Où va l’argent maintenant
Le capital n’a pas disparu de la crypto. Il s’agit simplement de s’éloigner du type de paris protocolaires ouverts qui définissaient le cycle précédent. Les flux institutionnels et de capital-risque s’orientent de plus en plus vers des actifs et des produits symboliques du monde réel qui génèrent des flux de trésorerie dès le premier jour. La même semaine où les chiffres de la fermeture ont fait surface, le secteur de la tokenisation a franchi une étape clé avec des règlements en direct entre Ondo et JPMorgan, et la valeur en chaîne de RWA dépassant 20 milliards de dollars. Cela contraste fortement avec les projets d’infrastructure qui ont permis de récolter des dizaines de millions de dollars sur une promesse d’adoption future qui n’a jamais été concrétisée.
Ce changement est en partie cyclique et en partie structurel. La répression réglementaire post-2022 a réduit les fenêtres de lancement des jetons, et même les projets bien financés se sont retrouvés incapables de lancer un jeton de gouvernance sans entrer dans une zone grise juridique. Le contexte réglementaire américain non résolu continue de contraindre les startups à rester en attente, brûlant des liquidités en attendant des éclaircissements. Beaucoup ont tout simplement manqué de temps.
Ce que les sorties ne disent pas
Les données sur les arrêts nous indiquent quels projets ont cessé de fonctionner, et non pourquoi ce moment en particulier est devenu un cimetière. Certains protocoles défunts ont été construits autour de cas d’utilisation (fractionnement NFT, agrégateurs de rendement DeFi sur des chaînes à faible liquidité, graphes sociaux Web3) qui se sont révélés bien en avance sur la demande réelle. D’autres ont mis fin à leurs activités parce que l’équipe a choisi de restituer le capital restant plutôt que de plonger une trésorerie zombie dans un marché baissier pluriannuel. Il s’agit d’une décision rationnelle d’allocation de capital, pas nécessairement d’un signe de déclin de la cryptographie. Néanmoins, la présence d’a16z en tête de liste soulève une bonne question de savoir si le modèle de capital-risque, avec ses chèques importants et ses blocages pluriannuels, convient à un secteur où la durée de vie d’un protocole peut être mesurée en mois si les incitations symboliques échouent.

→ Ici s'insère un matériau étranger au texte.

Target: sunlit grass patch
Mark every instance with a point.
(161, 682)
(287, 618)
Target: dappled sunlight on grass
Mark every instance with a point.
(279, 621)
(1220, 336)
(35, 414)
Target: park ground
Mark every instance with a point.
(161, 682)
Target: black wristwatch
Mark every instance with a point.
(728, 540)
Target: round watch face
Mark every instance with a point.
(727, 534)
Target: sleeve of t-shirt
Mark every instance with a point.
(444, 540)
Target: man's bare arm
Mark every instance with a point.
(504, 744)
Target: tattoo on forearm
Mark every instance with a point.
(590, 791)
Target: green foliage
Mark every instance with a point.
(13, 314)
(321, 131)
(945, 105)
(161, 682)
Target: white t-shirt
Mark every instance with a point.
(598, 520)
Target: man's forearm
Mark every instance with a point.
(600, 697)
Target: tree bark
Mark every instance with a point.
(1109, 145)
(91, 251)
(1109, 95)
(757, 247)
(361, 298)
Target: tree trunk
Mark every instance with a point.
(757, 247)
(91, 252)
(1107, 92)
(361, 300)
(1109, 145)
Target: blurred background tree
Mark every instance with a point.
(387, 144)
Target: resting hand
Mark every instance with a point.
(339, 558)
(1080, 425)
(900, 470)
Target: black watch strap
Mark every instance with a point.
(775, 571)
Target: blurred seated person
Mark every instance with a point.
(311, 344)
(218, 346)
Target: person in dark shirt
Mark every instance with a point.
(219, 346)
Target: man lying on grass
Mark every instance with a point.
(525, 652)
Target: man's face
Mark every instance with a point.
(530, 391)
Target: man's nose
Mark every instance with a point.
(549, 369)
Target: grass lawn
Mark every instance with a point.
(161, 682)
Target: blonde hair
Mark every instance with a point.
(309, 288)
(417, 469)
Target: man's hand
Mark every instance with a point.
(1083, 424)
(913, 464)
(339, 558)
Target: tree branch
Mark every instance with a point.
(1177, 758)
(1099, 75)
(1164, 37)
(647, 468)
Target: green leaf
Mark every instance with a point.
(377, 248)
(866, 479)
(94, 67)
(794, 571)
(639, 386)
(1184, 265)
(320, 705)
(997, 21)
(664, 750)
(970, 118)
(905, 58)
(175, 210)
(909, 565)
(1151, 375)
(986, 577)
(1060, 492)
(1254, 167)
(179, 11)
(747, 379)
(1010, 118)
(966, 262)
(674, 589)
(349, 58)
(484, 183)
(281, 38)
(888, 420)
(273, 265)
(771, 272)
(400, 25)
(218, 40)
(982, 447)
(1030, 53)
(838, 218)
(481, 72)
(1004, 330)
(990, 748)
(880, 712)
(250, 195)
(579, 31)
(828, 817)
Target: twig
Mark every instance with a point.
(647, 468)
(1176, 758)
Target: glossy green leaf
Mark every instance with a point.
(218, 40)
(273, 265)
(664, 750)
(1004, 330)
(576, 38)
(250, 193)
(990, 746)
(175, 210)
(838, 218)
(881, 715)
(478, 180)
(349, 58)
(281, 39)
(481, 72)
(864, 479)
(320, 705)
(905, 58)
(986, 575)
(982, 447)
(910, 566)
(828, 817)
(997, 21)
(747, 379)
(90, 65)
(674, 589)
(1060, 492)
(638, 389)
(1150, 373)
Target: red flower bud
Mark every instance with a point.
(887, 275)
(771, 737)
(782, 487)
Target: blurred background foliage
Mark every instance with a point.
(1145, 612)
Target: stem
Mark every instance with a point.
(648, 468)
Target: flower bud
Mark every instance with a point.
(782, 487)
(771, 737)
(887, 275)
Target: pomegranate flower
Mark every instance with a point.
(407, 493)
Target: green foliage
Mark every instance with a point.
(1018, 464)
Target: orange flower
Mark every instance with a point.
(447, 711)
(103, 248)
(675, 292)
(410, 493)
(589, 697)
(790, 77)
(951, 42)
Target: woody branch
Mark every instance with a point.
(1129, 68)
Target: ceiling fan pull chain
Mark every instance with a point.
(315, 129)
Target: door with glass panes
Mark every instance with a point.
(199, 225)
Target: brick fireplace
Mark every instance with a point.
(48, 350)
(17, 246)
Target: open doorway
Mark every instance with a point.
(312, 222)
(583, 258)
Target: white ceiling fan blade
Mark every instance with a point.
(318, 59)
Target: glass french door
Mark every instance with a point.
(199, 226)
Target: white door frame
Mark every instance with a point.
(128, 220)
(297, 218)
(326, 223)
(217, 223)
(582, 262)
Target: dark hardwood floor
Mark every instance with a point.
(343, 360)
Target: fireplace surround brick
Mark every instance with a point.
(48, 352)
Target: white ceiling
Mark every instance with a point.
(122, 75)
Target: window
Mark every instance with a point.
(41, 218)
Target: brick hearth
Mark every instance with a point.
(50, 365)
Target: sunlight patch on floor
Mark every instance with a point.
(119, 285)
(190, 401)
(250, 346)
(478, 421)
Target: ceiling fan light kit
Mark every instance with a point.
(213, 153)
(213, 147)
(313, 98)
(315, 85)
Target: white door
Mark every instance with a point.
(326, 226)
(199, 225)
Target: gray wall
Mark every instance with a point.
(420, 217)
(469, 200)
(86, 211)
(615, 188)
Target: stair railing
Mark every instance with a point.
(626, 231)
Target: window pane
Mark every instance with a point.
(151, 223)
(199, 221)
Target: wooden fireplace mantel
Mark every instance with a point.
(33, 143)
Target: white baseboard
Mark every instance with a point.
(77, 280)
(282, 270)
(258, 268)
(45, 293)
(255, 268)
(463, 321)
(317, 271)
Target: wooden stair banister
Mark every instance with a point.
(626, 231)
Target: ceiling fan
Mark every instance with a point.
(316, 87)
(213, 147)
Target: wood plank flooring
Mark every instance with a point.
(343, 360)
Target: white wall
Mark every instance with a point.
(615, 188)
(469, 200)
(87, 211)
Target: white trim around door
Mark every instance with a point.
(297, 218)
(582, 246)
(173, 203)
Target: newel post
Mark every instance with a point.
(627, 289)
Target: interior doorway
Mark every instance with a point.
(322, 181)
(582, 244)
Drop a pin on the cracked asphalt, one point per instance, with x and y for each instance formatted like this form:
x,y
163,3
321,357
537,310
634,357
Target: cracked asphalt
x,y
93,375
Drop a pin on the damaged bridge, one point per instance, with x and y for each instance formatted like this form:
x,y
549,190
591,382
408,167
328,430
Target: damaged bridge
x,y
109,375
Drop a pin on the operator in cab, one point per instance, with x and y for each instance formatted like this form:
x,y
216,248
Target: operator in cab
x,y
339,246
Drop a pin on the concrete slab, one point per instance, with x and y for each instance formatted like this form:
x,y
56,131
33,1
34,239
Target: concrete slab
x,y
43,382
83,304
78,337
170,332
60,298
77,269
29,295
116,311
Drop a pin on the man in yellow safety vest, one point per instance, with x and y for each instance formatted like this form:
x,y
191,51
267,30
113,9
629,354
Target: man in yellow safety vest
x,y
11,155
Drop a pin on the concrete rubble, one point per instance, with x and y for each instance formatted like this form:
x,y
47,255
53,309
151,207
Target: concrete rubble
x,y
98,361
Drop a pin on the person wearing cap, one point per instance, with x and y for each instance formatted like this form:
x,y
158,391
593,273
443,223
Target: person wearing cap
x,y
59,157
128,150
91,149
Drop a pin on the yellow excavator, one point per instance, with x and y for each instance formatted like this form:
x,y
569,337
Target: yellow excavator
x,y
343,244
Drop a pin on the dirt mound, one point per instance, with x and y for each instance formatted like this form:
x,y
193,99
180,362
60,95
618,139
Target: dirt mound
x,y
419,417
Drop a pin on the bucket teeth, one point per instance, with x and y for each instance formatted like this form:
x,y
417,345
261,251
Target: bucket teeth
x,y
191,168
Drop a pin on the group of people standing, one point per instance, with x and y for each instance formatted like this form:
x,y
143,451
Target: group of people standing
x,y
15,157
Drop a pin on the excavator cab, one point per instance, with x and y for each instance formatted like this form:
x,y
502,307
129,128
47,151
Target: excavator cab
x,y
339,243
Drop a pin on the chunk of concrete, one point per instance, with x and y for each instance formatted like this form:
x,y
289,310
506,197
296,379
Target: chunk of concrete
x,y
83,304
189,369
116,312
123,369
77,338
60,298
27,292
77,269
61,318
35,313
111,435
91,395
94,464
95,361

Ce qui reste incertain, c’est si cette phase de nettoyage dissuadera de nouveaux capitaux d’entrer dans le secteur ou si elle réinitialisera simplement les attentes. L’environnement de financement est déjà bien plus difficile qu’il ne l’était en 2022, et une vague d’échecs lourdement financés poussera probablement les investisseurs vers des projets capables d’articuler des modèles de revenus plutôt que de se limiter à des modèles symboliques. Pour l’ensemble du marché, une diminution du troupeau n’est pas catastrophique, surtout si les projets qui survivent sont ceux qui ne se sont jamais trop appuyés sur les largesses du capital-risque. Mais la rapidité et l’ampleur des fermetures, en particulier parmi les noms soutenus par a16z, suggèrent que l’industrie continue de se remettre d’un reliquat de l’exubérance du dernier cycle. Le second semestre 2026 montrera si ce processus est presque terminé ou s’il ne fait que s’accélérer.